November 14, 2016
These markets reflect the economy’s health, offer investments that can be enjoyed for years to come.
Shrinking interest rates and diminished returns have made the fine art and car collector markets increasingly popular investment alternatives for high-net-worth individuals.
But these acquisitions are more than just a decorative addition to your portfolio — they’re also indicators of economic health and can impact your investment strategy as a whole.
“There is a direct correlation between the art and car collector markets and overall economic growth,” says Jeff Kravetz, CFA, Regional Investment Director for The Private Client Reserve of U.S. Bank in Scottsdale, Arizona. “When investors do well, they spend more on their collections, but if there are risks in the capital markets, they tend to pull back.”

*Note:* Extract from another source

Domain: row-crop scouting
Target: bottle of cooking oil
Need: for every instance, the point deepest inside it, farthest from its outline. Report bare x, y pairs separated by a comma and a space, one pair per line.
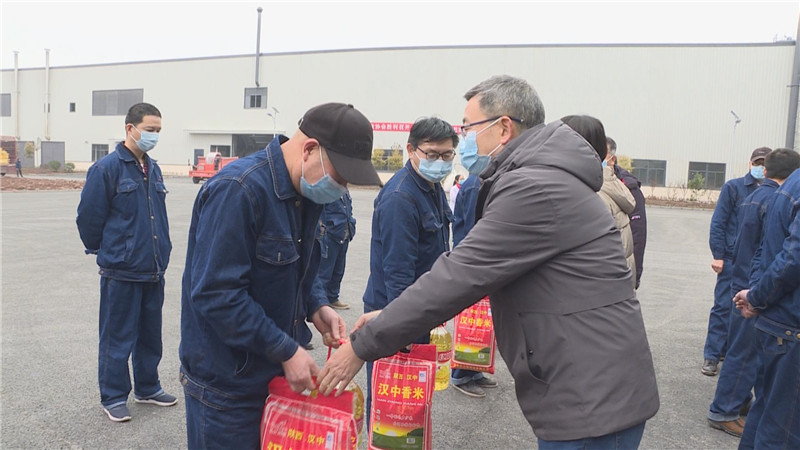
444, 351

Because these are long-term investments, Kravetz advises buyers to consult with their financial advisors to assess value and determine what role the collectibles can play in estate planning.
“Many collectors look at these pieces as legacy assets that could be in their families for generations to come,” Kravetz says.
Assessing the Marketplace
While the big art masters and rare models of automobiles might be few and far between, they do play an important role in the investment landscape.
Last year, Pablo Picasso’s “Les femmes d’Alger (Version ‘O’)” sold for $179 million, making it one of the most expensive pieces of art ever auctioned. That same year, a 1961 Ferrari 250 GT SWB California Spider sold for $18.5 million. While these numbers are extreme, they exemplify the wealth changing hands in the world of fine art and collectible cars.
“Each sale creates a lot of media buzz, which leads to more people getting into the market,” Kravetz says.